Così miopi, così accecati dal successo, così immersi in quella enorme giustificazione chiamata "questione meridionale" si continua a sostenere come la Calabria non sia un territorio "a parte" anche rispetto ad altri luoghi problematici. Si insiste nel dire che sì, effettivamente abbiamo la 'ndrangheta e forse è una criminalità un po' più eccentrica rispetto alle altre, ma che in fondo sono gli altri a dipingerci come "brutti, sporchi e cattivi". Menzogne su menzogne che, purtroppo, convincono strati della popolazione sul fatto che il malaffare non va raccontato, non va (talvolta) enfatizzato per tentare di scuotere le coscienze.

Meglio parlare delle bellezze dell'Aspromonte.

Proprio oggi, invece, Reggio Calabria scende in strada per dare la propria vicinanza all'ultima vittima di danneggiamenti, il negozio "Zero Glutine" della centralissima via Del Torrione. In una città in cui Libera sostiene (a ragione) che il 90% delle realtà economiche sono esposte a estorsioni e usura.

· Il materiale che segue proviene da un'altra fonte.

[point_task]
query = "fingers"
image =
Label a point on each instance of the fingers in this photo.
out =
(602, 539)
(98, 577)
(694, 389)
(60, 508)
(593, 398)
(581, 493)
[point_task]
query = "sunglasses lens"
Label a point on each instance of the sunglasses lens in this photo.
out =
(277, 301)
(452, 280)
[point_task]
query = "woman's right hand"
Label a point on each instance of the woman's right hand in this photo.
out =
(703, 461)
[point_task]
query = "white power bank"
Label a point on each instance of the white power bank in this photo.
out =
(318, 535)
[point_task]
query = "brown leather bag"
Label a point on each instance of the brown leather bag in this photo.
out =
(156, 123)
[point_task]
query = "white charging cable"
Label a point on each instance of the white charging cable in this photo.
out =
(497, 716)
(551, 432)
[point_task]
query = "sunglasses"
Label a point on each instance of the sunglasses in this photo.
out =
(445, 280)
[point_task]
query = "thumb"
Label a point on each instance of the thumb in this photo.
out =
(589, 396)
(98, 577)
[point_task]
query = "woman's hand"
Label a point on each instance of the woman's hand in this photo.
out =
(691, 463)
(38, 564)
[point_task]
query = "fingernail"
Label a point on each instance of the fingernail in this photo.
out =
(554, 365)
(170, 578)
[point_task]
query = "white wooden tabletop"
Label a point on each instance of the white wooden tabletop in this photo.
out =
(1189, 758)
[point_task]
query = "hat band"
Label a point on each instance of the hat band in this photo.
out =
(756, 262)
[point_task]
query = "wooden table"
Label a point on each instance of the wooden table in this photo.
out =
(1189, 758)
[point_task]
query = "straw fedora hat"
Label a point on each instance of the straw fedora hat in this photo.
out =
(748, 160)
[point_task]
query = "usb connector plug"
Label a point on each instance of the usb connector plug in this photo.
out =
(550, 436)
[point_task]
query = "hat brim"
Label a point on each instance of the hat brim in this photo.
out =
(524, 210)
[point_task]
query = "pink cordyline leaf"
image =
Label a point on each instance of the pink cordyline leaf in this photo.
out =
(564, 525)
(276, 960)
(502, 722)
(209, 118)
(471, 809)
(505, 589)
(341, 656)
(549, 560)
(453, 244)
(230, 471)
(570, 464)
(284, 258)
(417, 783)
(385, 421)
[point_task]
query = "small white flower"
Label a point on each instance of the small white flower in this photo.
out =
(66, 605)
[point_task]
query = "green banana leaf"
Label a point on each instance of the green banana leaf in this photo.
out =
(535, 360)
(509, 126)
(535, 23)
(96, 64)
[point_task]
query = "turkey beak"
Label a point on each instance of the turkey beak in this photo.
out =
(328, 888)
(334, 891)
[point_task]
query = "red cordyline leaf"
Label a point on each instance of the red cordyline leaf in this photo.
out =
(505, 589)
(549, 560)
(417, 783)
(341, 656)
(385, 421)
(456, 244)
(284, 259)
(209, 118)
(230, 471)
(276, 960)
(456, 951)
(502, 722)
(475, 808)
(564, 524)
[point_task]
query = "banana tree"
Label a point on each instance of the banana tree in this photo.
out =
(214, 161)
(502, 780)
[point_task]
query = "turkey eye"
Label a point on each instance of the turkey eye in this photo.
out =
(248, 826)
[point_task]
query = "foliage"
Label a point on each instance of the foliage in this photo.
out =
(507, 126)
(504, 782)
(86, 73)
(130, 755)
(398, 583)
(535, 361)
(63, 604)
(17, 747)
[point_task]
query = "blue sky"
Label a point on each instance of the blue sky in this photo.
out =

Paolo Borsellino diceva: "Palermo non mi piaceva, per questo ho imparato ad amarla. Perché il vero amore consiste nell'amare ciò che non ci piace per poterlo cambiare". Per poter riedificare è necessario prima radere al suolo quanto di ingiusto e di indegno esiste. In Calabria la 'ndrangheta con l'alleanza con mondo dell'economia, della politica e dei "colletti bianchi", ha ucciso, ha depredato, ha inquinato e, cosa ancor più drammatica, ha rubato la speranza. E Sicilia e Campania – due regioni problematiche pienamente inserite nella "questione meridionale" – sono riuscite a fare passi in avanti quando hanno iniziato a fare i conti con i propri problemi, con i propri drammi. In una parola: con la realtà. Convincere la popolazione di essere la vittima sacrificale di un "grande vecchio" incita al disimpegno, alla scusa che trovano i deboli: inutile impegnarsi, perché tanto le cose non cambieranno mai.

Se in 15 anni – come ci dicono recentissimi studi – sono andati via 180mila giovani, non è colpa di chi racconta denuncia crimini e misfatti quotidiani. E' colpa della onnipresenza della 'ndrangheta sul territorio e di una cultura mafiosa che esiste e prolifera anche negli strati più alti della società, nelle professioni e nei vertici della classe dirigente. E' colpa anche di quella politica che sponsorizza la kermesse di Africo e la nuova narrazione della Calabria.

Una storia di fantasia. E nemmeno a fin di bene.

Perché, come diceva Gilbert Keith Chesterton, che non a caso era anche un giornalista, "le fiabe non raccontano ai bambini che i draghi esistono. I bambini sanno già che i draghi esistono. Le fiabe raccontano ai bambini che i draghi possono essere uccisi".